Since you have $(11)$ counters total, and $(10)$ spaces, the best that you can do is to use $(10)$ of the counters, if possible. So, you have two simultaneous goals to strive for:

• Maximize the number of counters used, attempting to use $(10)$ of the $(11)$ counters.

• Minimize the omitted counter(s). For example, if you can use $(10)$ of the counters, with a $(2)$ omitted, that is automatically an optimal solution.

Consider the partial sequence:
$54----54--.$

One way of continuing this sequence is:

$$5423-25423. \tag1 $$

Omitted numbers in (1) above: one $(2)$, one $(3)$.

Because of the sequence in (1) above, in striving for a better sequence, you can automatically assume that both $(5)$'s must be used. The defect of the sequence in (1) above is that the leading $(54)$ specifically occupied positions A and B. However, this was balanced by the other $(54)$ occupying positions G and H.

So, the next try is:
$-54----54-.$

My instinct is to extend this to:

$$354-3--543 \tag2 .$$

This leads to:

$$35423-2543. \tag3 $$

Omitted numbers in (3) above: two $(2)$'s.

Absent brute force, I suspect that this is optimal. However, I also suspect that actually proving it analytically may be very cumbersome.

In (2) above, the difficulty in reversing the order of the first $54$ in the sequence, so that the second $(4)$ may be placed in position G, instead of position I, is that it makes the two $(5)$'s too close together.

Answer 3

In its current form / extent, the problem is small enough to be "solved" by brute-force. There are 5 possible values to be placed in an array of length 10, which are $5^{10}\approx 10^7$ settings, only $\approx 150\,000$ of which are legal due to the constraints.

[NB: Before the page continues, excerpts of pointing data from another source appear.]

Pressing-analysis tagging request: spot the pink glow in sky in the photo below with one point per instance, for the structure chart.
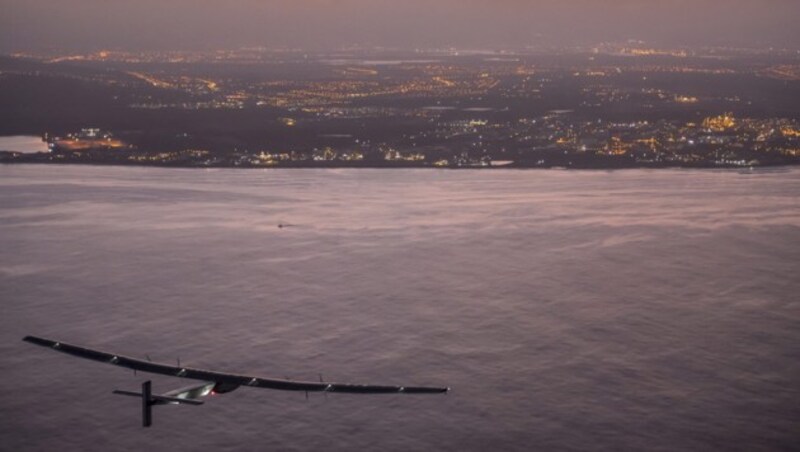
(319, 24)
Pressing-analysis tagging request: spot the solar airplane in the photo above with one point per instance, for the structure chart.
(212, 382)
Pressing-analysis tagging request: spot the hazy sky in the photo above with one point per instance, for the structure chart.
(318, 24)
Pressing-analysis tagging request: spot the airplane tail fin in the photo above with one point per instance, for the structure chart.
(148, 400)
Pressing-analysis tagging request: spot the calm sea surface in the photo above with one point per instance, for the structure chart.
(25, 144)
(569, 310)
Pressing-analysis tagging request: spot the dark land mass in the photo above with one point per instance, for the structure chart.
(606, 108)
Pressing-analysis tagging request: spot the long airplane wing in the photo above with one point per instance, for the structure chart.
(225, 379)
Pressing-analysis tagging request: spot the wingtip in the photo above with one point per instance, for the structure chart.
(37, 340)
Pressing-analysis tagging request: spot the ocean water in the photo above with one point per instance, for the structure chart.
(25, 144)
(568, 310)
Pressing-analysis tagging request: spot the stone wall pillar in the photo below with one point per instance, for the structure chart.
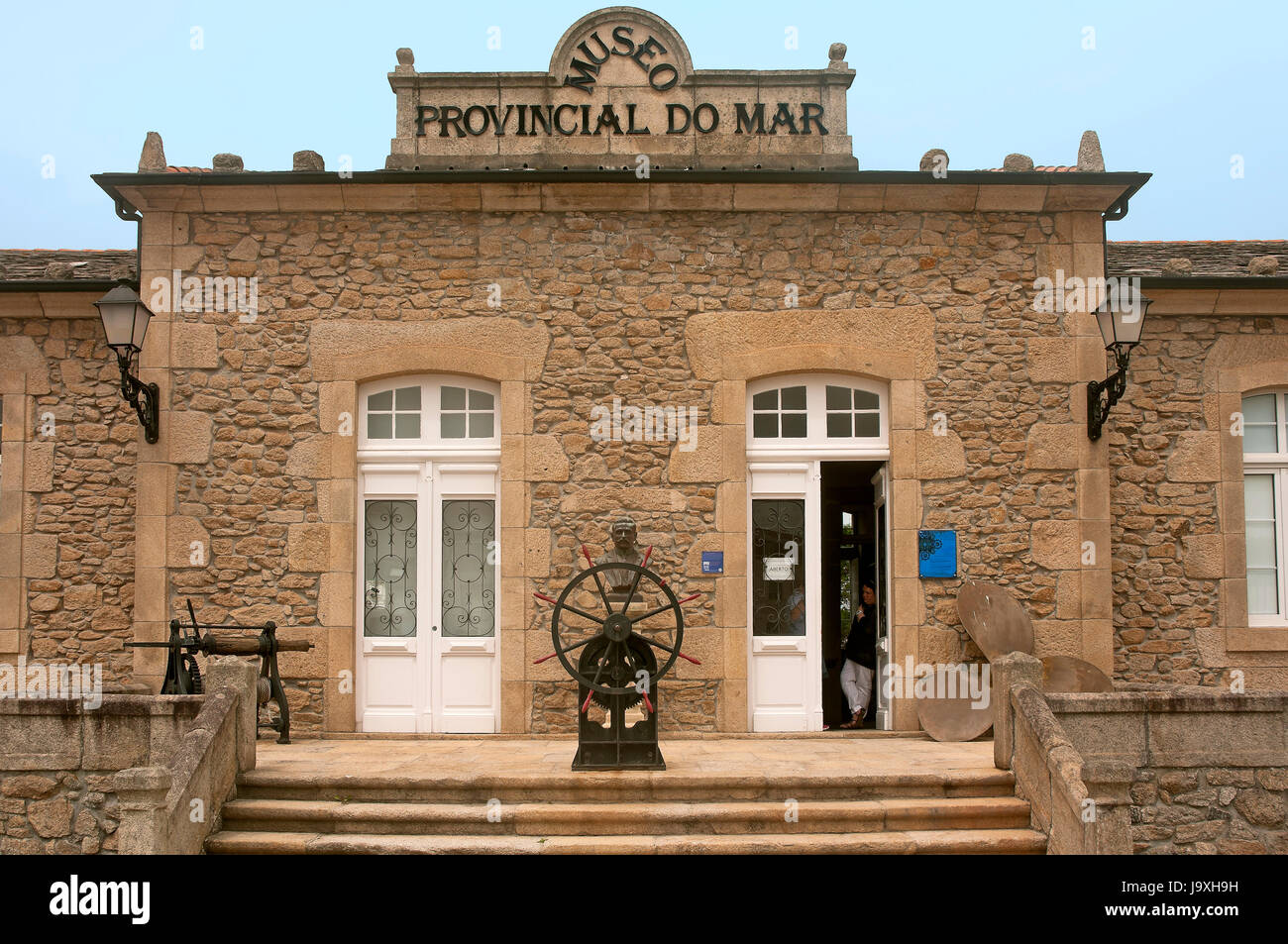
(1009, 672)
(142, 793)
(1108, 784)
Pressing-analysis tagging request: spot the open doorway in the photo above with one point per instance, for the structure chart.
(853, 588)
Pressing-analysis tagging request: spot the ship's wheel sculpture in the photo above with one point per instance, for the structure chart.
(617, 629)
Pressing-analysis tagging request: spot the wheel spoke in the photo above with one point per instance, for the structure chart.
(664, 647)
(584, 614)
(651, 613)
(603, 661)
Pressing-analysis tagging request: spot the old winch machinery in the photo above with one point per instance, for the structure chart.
(617, 656)
(183, 675)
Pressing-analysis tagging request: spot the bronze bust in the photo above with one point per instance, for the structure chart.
(623, 552)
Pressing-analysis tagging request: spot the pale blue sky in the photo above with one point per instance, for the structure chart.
(1177, 89)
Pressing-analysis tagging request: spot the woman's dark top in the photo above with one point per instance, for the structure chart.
(862, 643)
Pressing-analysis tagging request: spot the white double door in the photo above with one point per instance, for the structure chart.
(786, 595)
(428, 597)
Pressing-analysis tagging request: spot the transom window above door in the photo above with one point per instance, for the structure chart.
(816, 411)
(445, 412)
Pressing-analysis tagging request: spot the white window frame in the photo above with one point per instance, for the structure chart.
(430, 433)
(1274, 464)
(816, 443)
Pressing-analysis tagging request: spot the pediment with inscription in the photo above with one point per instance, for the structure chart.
(621, 93)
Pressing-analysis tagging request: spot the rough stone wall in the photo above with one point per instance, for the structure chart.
(56, 811)
(1210, 810)
(1166, 501)
(614, 291)
(77, 515)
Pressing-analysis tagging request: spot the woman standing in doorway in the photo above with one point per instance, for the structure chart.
(861, 659)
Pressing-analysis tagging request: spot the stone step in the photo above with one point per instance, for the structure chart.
(626, 818)
(621, 786)
(934, 841)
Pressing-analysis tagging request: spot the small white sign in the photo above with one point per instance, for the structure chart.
(780, 569)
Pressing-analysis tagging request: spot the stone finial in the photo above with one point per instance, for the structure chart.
(934, 159)
(1089, 154)
(308, 159)
(153, 158)
(227, 163)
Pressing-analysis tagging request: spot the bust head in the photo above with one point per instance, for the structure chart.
(623, 535)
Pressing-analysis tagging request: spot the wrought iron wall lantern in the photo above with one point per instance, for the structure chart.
(1121, 318)
(125, 322)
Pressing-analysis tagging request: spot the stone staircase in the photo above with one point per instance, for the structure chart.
(294, 811)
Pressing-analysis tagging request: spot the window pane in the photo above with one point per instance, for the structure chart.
(454, 425)
(837, 398)
(408, 398)
(1260, 408)
(764, 425)
(794, 426)
(778, 567)
(1262, 591)
(389, 569)
(1257, 438)
(838, 425)
(867, 425)
(1258, 497)
(1261, 545)
(469, 569)
(1258, 504)
(407, 425)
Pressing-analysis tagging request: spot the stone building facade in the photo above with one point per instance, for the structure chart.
(692, 284)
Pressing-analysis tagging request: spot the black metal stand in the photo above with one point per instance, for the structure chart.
(618, 747)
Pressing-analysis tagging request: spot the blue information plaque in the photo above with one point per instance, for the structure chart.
(936, 553)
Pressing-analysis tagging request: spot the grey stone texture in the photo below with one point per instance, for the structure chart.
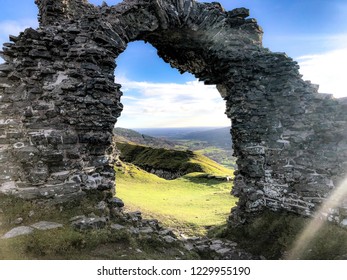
(59, 103)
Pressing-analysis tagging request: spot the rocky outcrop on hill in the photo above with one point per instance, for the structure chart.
(59, 103)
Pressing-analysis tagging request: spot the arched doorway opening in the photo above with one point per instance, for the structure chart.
(171, 107)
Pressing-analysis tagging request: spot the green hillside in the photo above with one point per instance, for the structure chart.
(182, 162)
(191, 204)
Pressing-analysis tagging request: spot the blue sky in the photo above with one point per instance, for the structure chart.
(313, 32)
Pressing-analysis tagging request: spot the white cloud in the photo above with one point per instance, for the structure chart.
(171, 105)
(328, 70)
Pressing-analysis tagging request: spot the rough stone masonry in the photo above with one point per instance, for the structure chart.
(59, 103)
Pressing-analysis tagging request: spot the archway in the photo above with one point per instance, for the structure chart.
(61, 102)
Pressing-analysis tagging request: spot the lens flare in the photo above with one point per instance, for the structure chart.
(308, 234)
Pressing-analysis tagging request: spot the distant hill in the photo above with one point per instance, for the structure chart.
(132, 136)
(219, 137)
(169, 164)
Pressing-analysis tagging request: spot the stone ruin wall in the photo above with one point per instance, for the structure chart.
(59, 103)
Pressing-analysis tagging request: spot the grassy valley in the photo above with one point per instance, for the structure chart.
(190, 204)
(194, 200)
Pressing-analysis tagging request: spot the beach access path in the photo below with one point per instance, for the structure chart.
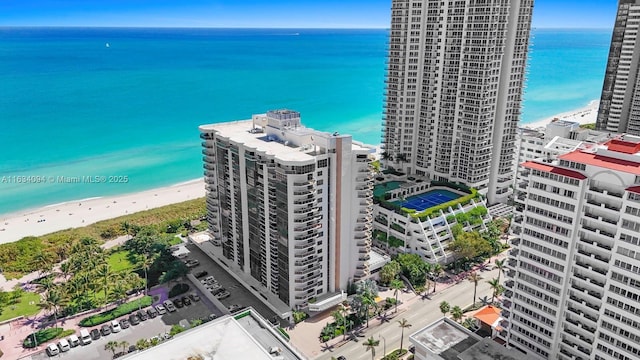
(72, 214)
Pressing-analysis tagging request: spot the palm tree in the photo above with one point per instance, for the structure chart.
(368, 301)
(474, 277)
(103, 272)
(496, 287)
(371, 345)
(404, 323)
(444, 308)
(66, 270)
(437, 271)
(124, 345)
(396, 285)
(112, 346)
(500, 267)
(337, 316)
(52, 300)
(456, 313)
(147, 261)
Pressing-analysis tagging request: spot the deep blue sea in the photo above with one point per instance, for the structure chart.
(128, 102)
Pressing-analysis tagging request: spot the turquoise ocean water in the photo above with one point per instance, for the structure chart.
(128, 102)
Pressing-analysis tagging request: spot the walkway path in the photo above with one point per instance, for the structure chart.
(418, 310)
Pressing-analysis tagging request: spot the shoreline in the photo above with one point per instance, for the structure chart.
(77, 213)
(585, 115)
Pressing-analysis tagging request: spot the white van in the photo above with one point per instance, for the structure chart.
(85, 338)
(73, 340)
(63, 344)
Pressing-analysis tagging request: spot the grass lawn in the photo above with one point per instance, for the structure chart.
(119, 261)
(23, 307)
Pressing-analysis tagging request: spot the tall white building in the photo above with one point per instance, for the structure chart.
(572, 289)
(454, 89)
(620, 101)
(291, 206)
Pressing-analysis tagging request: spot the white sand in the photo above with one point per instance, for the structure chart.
(79, 213)
(585, 115)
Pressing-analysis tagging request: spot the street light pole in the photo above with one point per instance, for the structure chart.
(384, 345)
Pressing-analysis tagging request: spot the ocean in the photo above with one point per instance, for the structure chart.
(125, 104)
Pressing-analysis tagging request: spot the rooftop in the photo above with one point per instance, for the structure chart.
(222, 339)
(487, 349)
(554, 170)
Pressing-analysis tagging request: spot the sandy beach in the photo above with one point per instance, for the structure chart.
(78, 213)
(584, 115)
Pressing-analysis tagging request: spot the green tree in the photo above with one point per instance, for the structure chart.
(389, 272)
(396, 286)
(474, 277)
(404, 323)
(496, 287)
(111, 346)
(371, 344)
(52, 300)
(456, 313)
(500, 267)
(436, 270)
(124, 345)
(444, 308)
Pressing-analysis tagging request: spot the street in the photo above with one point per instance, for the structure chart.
(418, 312)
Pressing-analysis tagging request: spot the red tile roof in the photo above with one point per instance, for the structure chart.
(488, 315)
(603, 162)
(622, 146)
(635, 189)
(554, 170)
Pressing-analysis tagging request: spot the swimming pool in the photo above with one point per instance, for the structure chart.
(428, 199)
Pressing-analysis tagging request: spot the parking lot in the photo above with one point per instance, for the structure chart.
(145, 330)
(239, 295)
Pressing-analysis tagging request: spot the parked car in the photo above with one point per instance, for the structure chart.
(217, 291)
(134, 319)
(86, 337)
(63, 344)
(142, 315)
(74, 340)
(161, 309)
(222, 295)
(178, 302)
(152, 312)
(124, 323)
(105, 330)
(192, 263)
(168, 304)
(115, 326)
(52, 349)
(200, 274)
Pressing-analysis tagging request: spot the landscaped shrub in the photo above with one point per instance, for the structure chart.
(112, 314)
(42, 336)
(178, 290)
(284, 333)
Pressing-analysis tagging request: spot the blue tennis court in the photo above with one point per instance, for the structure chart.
(429, 199)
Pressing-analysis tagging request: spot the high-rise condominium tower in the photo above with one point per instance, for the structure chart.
(620, 101)
(454, 88)
(572, 289)
(292, 207)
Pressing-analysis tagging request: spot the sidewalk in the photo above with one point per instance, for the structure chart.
(305, 335)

As language I chose C99 because it executes swiftly and no high-level algorithms or data structures are needed. The only advantage over Linear Programming etc. is that a C-compiler is usually more accessible. For example, the code below can be compiled using gcc or clang which produces executable count.x:

gcc -std=c99 count.c -o count.x -O3

The program iterates over all solutions, but only prints a solution when its score is higher than that of all previos solutions. It will print

sol: [ 5 4 3 2 0 0 5 4 3 2 ] = 28
sol: [ 5 4 2 3 0 2 5 4 3 2 ] = 30
sol: [ 5 3 4 2 0 3 5 4 2 3 ] = 31

Execution time is in the order of milliseconds. One critical value is the size of the array, N_VALUES in the code. When set to 17, the execution time will already grow to some seconds, and it will increase exponentially with N_VALUES.

#include <stdio.h>
#include <stdbool.h>

#define ARRAY_SIZE(X) ((int) (sizeof (X) / sizeof (*X)))

#define EMPTY 0

#define N_VALUES 10

int value[N_VALUES];

typedef struct
{
    // Multiplicity of this item.
    int count;

    // Value and range of this item.
    const int value;
} item_t;

// What items we have available to fill value[] with.
item_t item[] =
{
    // List items with a high .value first.
    { 2, 5 },
    { 2, 4 },
    { 3, 3 },
    { 4, 2 },
    { 0, EMPTY }
};

static const int N_ITEMS = ARRAY_SIZE (item);

int max_score = -1;

static inline int min (int a, int b) { return a < b ? a : b; }

// Try to set value[v] = item[i].value.
static bool set (int v, int i)
{
    const int ival = item[i].value;

    if (ival != EMPTY)
    {
        // Are there still instances of this item available?
        if (item[i].count == 0)
            return false; // ...no.

        // Check neighborhood for same items.  As search works from value[0]
        // up to value[N_VALUES - 1], only check values to the left.
        for (int i = min (ival, v); i >= 1; --i)
            if (value[v - i] == ival)
                return false;

        // No same items in neighborhood: Register this item.
        item[i].count -= 1;
    }

    value[v] = ival;

    return true;
}

// Undo effect of set().
static void unset (int v, int i)
{
    if (item[i].value != EMPTY)
        item[i].count += 1;
}

// Score is sum over value[].
static int score (void)
{
    int sum = 0;
    for (int v = 0; v < N_VALUES; ++v)
        sum += value[v];
    return sum;
}

static void do_solution (void)
{
    const int sc = score();

    // Only print solution if it performs better than all solutions
    // seen so far.

    if (sc <= max_score)
        return;

    max_score = sc;

    printf ("sol: [");
    for (int v = 0; v < N_VALUES; ++v)
        printf (" %d", value[v]);

    printf (" ] = %d\n", sc);
}

// Iterate value[v] over available items.
static void do_search (int v)
{
    if (v == N_VALUES)
    {
        // value[] is completely set and contains a legal solution.
        do_solution();
        return;
    }

    for (int i = 0; i < N_ITEMS; ++i)
    {
        if (set (v, i))
        {
            // Setting value[v] = item[i].value was successful. Now try to
            // set value[v+1] etc. until all of value[] is set.
            do_search (v + 1);
            // Undo effect of set (v, i).
            unset (v, i);
        }
    }
}

int main()
{
    do_search (0);

    return 0;
}